Check Overall Status of Logical Disk
/opt/MegaRAID/MegaCli/MegaCli64 -PDList -a0|grep "Firmware state"
It will appear like this :
[root@ssdvps22 ~]# /opt/MegaRAID/MegaCli/MegaCli64 -PDList -a0|grep "Firmware state" Firmware state: Online, Spun Up Firmware state: Online, Spun Up Firmware state: Online, Spun Up Firmware state: Online, Spun Up Firmware state: Online, Spun Up Firmware state: Online, Spun Up Firmware state: Online, Spun Up Firmware state: Online, Spun Up Firmware state: Online, Spun Up Firmware state: Online, Spun Up
How to Read Status Result
Based on previous check result, ssdvps22 showing good result of array logical disk RAID. We need to expect all disk showing Online, Spun Up to all servers.
What to Do the Disk Showing Bad or Degraded?
When one of disk showing Bad result or Degraded result, it is time to replace the disk. However, we need to find which disk that causing issue.
Find The Problematic Disk
Before proceed, make sure to install smartctl first.
yum install smartmontools -y
Simply use this command for a detailed look which disk that causing issue of bad or degraded.

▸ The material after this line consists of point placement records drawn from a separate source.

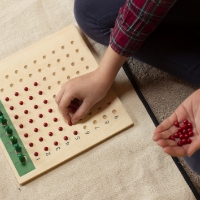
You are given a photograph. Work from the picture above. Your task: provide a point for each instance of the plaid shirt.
(135, 21)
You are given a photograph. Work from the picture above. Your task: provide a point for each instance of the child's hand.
(78, 95)
(190, 110)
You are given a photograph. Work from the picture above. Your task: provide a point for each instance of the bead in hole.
(114, 111)
(104, 116)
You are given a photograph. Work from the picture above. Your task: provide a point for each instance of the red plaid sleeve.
(135, 21)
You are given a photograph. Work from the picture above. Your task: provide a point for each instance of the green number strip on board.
(21, 167)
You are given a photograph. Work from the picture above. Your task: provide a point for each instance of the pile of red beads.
(183, 134)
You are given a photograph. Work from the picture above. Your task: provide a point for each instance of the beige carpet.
(127, 166)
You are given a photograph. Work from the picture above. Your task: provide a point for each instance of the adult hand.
(190, 110)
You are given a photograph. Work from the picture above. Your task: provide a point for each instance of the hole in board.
(104, 116)
(114, 111)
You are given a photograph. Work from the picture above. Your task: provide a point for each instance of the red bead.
(45, 101)
(35, 129)
(35, 106)
(76, 132)
(26, 135)
(21, 126)
(46, 148)
(179, 143)
(176, 135)
(36, 154)
(26, 88)
(184, 141)
(55, 143)
(176, 124)
(50, 134)
(31, 144)
(65, 138)
(189, 140)
(171, 137)
(50, 110)
(55, 119)
(190, 134)
(60, 128)
(70, 123)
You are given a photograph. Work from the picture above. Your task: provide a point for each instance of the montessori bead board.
(34, 135)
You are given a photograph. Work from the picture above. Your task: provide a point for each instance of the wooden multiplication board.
(29, 83)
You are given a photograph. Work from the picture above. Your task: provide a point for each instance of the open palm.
(190, 110)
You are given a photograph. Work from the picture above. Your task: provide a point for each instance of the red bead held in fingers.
(171, 137)
(46, 148)
(36, 154)
(45, 101)
(21, 126)
(176, 124)
(50, 134)
(70, 123)
(179, 143)
(31, 144)
(35, 84)
(56, 143)
(35, 129)
(45, 124)
(11, 108)
(50, 110)
(25, 135)
(36, 106)
(65, 138)
(26, 88)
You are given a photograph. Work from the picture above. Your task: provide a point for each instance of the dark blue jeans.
(174, 46)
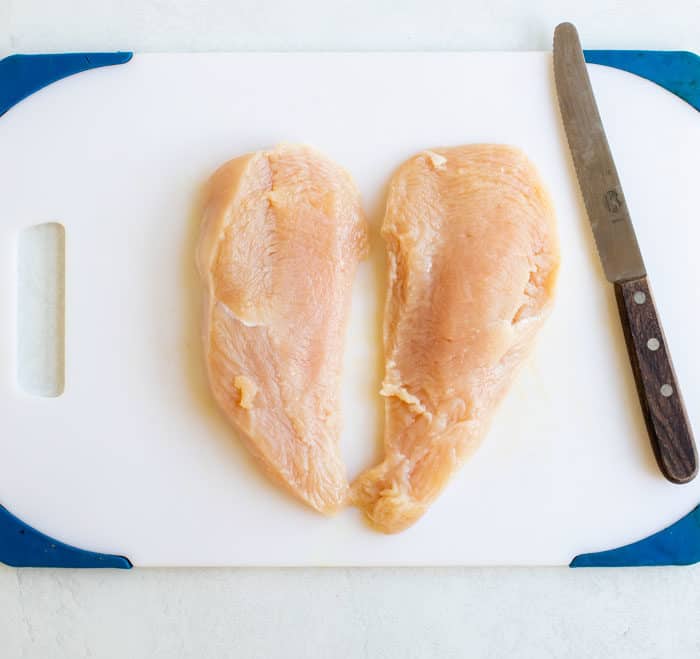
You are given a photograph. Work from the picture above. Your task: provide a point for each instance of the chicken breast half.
(281, 237)
(473, 258)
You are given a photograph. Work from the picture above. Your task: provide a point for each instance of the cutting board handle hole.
(41, 276)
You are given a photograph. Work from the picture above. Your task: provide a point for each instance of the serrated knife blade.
(595, 168)
(659, 394)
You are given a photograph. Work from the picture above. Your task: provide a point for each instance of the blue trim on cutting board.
(679, 544)
(22, 75)
(23, 546)
(677, 71)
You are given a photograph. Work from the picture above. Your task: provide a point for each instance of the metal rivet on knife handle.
(659, 395)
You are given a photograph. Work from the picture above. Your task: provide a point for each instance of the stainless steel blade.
(595, 168)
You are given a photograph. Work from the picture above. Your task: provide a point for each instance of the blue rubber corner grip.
(675, 71)
(679, 544)
(22, 75)
(23, 546)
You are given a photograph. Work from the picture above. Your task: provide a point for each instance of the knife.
(660, 397)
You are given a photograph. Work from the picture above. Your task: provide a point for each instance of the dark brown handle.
(662, 404)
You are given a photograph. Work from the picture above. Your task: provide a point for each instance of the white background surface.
(373, 613)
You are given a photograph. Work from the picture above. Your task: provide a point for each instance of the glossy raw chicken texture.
(282, 234)
(473, 258)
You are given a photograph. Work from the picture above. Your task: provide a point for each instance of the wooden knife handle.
(662, 404)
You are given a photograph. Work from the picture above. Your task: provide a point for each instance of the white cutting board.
(134, 458)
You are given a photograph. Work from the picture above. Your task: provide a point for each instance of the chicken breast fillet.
(473, 258)
(282, 234)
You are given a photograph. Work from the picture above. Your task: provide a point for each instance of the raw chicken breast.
(473, 259)
(282, 234)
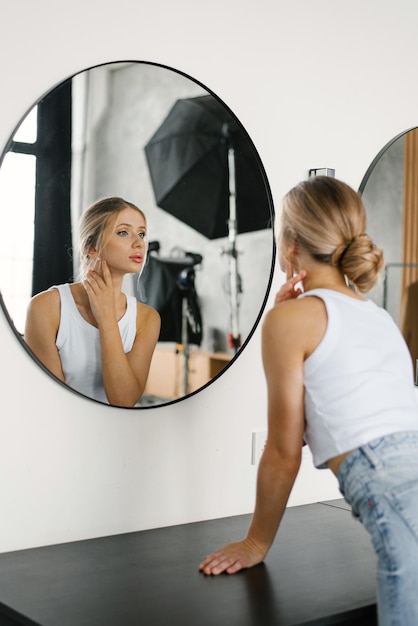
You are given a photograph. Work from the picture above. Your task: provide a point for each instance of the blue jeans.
(380, 482)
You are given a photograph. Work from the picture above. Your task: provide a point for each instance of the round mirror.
(161, 140)
(390, 194)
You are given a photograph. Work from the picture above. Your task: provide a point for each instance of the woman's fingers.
(232, 558)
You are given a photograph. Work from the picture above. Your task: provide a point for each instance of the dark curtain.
(52, 255)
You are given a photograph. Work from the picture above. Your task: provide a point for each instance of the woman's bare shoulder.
(44, 310)
(45, 301)
(146, 314)
(299, 323)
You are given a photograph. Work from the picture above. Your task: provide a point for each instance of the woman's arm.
(41, 328)
(283, 356)
(124, 375)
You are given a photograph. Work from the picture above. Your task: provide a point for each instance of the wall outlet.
(258, 444)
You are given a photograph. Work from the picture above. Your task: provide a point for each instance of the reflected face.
(125, 247)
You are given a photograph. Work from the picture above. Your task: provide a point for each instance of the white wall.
(316, 84)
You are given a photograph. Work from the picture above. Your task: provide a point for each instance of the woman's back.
(359, 379)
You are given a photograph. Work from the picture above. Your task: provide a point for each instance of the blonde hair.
(95, 222)
(327, 218)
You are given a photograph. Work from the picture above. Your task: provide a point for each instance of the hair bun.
(361, 260)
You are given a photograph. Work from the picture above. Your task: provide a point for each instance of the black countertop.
(320, 570)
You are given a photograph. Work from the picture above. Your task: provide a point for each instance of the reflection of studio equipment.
(168, 285)
(205, 171)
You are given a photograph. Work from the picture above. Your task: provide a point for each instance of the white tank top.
(358, 381)
(78, 344)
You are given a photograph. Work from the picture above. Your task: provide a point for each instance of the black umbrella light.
(206, 172)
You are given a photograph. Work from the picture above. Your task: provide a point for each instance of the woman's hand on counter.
(232, 558)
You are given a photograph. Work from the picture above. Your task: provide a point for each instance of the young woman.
(90, 334)
(339, 376)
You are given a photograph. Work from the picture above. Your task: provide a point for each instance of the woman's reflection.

/opt/MegaRAID/MegaCli/MegaCli64 -PDList -a0| egrep 'Slot\ Number|Device\ Id|Inquiry\ Data|Raw|Firmware\ state' | sed 's/Slot/\nSlot/g'
You will see exactly which slot that causing a disk issue.

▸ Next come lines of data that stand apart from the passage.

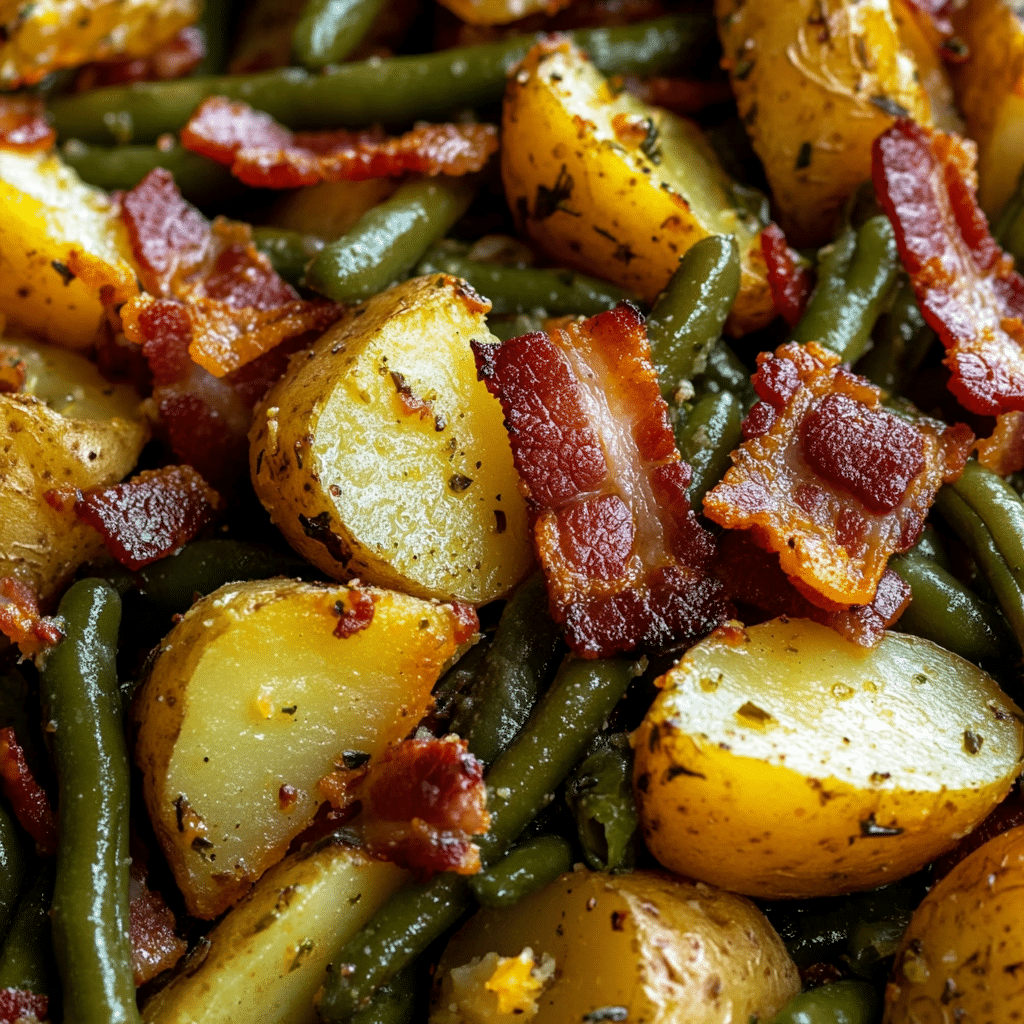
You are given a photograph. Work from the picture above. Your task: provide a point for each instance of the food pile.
(511, 510)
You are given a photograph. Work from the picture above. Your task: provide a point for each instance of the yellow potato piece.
(790, 762)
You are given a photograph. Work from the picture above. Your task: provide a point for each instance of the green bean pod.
(90, 896)
(394, 91)
(388, 240)
(689, 314)
(856, 275)
(522, 289)
(528, 867)
(330, 30)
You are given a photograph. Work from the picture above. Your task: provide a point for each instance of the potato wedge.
(67, 427)
(380, 455)
(961, 958)
(266, 960)
(815, 82)
(252, 698)
(614, 187)
(60, 243)
(640, 946)
(786, 761)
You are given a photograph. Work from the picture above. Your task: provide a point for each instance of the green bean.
(90, 897)
(519, 783)
(289, 252)
(330, 30)
(519, 660)
(688, 315)
(856, 275)
(840, 1003)
(713, 429)
(600, 795)
(393, 91)
(522, 289)
(388, 240)
(528, 867)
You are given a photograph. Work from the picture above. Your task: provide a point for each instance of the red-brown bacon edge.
(264, 154)
(622, 551)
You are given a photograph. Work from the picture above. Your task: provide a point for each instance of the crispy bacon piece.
(421, 803)
(266, 155)
(829, 479)
(788, 276)
(623, 552)
(20, 620)
(754, 577)
(27, 798)
(966, 285)
(152, 515)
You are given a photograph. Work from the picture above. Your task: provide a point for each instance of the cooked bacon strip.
(27, 798)
(421, 803)
(829, 479)
(20, 620)
(266, 155)
(788, 276)
(966, 285)
(623, 552)
(753, 577)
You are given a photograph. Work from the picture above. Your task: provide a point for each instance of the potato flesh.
(252, 692)
(664, 948)
(794, 763)
(268, 956)
(422, 498)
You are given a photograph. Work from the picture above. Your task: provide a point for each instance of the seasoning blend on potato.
(379, 455)
(785, 761)
(962, 957)
(639, 946)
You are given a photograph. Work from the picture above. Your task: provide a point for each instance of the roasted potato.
(962, 956)
(252, 698)
(380, 455)
(639, 946)
(786, 761)
(68, 427)
(60, 242)
(611, 186)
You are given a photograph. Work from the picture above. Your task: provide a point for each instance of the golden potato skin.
(665, 948)
(787, 762)
(614, 187)
(962, 957)
(380, 455)
(815, 82)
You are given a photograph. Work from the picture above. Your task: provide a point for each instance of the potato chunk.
(252, 698)
(786, 761)
(380, 455)
(639, 946)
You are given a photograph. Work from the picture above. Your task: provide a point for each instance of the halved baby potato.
(614, 187)
(253, 697)
(380, 455)
(785, 761)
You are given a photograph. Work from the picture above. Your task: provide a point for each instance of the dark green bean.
(522, 289)
(394, 91)
(516, 666)
(519, 783)
(713, 429)
(289, 252)
(90, 897)
(389, 240)
(600, 795)
(840, 1003)
(688, 315)
(330, 30)
(856, 275)
(528, 867)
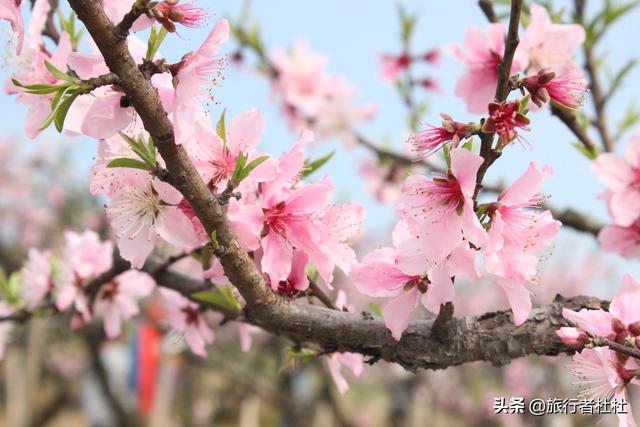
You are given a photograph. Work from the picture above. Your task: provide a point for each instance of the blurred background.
(52, 377)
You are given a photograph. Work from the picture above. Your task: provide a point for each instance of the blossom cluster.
(602, 371)
(621, 176)
(440, 235)
(314, 99)
(545, 55)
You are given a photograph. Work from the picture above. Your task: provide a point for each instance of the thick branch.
(503, 88)
(492, 337)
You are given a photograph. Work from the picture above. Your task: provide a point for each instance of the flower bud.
(618, 325)
(634, 328)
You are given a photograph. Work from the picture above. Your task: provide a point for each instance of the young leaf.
(222, 296)
(57, 73)
(63, 109)
(252, 165)
(123, 162)
(311, 167)
(221, 129)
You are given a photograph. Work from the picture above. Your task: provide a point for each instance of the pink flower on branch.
(428, 141)
(565, 89)
(517, 233)
(482, 56)
(504, 120)
(404, 274)
(185, 317)
(37, 279)
(621, 175)
(117, 300)
(441, 210)
(10, 12)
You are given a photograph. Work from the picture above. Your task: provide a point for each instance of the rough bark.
(492, 337)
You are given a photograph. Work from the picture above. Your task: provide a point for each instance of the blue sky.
(353, 34)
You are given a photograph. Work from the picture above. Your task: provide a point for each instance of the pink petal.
(596, 322)
(276, 260)
(398, 312)
(440, 290)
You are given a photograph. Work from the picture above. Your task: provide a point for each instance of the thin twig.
(620, 348)
(502, 91)
(319, 293)
(596, 89)
(487, 9)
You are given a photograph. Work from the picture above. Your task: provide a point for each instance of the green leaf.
(375, 309)
(446, 152)
(155, 41)
(222, 296)
(591, 155)
(36, 89)
(617, 80)
(311, 167)
(63, 109)
(123, 162)
(237, 171)
(252, 165)
(57, 73)
(221, 129)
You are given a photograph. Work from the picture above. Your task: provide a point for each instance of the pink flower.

Find Disk Serial Number (SN)
Then issue smartctl command to find disk serial number.
NOTE : N means disk slot, replace with numeric.
smartctl -a -d megaraid,N /dev/sdb
The result would be something like this :
[root@ssdvps22 ~]# smartctl -a -d megaraid,6 /dev/sdb smartctl 7.0 2018-12-30 r4883 [x86_64-linux-3.10.0-1160.2.2.el7.x86_64] (local build) Copyright (C) 2002-18, Bruce Allen, Christian Franke, www.smartmontools.org === START OF INFORMATION SECTION === Device Model: HFS960G32FEH-7A10A Serial Number: NJ04N6393I1204G1J LU WWN Device Id: 5 ace42e 0251411f7 Add. Product Id: DELL(tm) Firmware Version: DE03 User Capacity: 960,197,124,096 bytes [960 GB] Sector Sizes: 512 bytes logical, 4096 bytes physical Rotation Rate: Solid State Device Form Factor: 2.5 inches Device is: Not in smartctl database [for details use: -P showall] ATA Version is: ACS-3 (minor revision not indicated) SATA Version is: SATA 3.3, 6.0 Gb/s (current: 6.0 Gb/s) Local Time is: Fri Mar 12 10:02:43 2021 WIB SMART support is: Available - device has SMART capability. SMART support is: Enabled
Get DC Team to Replace Disk ASAP
As soon as you got serial number that has degraded or bad disk, then forward it to datacenter team for replacement. DO NOT wait for tomorrow!! Replace the disk before completely down. Please take a note, disk failure tolerance only 1 disk. You can escalate to huda via slack and let him know.
Hot Swap Disk
After the disk has been identified, then ask DC Team to replace the disk. This can be done while server is running. After disk has been replaced, the array RAID will be form automatically after you successfully plug the disk on and read by system.
How Long RAID Will be Re-formed?
It depends how many percentage build rate has been set. Basically build rate set to 30% ~ 50%. While build rate running, it will causing huge usage of I/O disk. It is best to set up build rate around 30%-50% only.
/opt/MegaRAID/MegaCli/MegaCli64 -AdpAllinfo -aALL | grep -i rebuild
Rebuild will be set automatically (depends what will be set there).
Approximately 120 minutes – 180 minutes all disk will be sync up after disk replacement.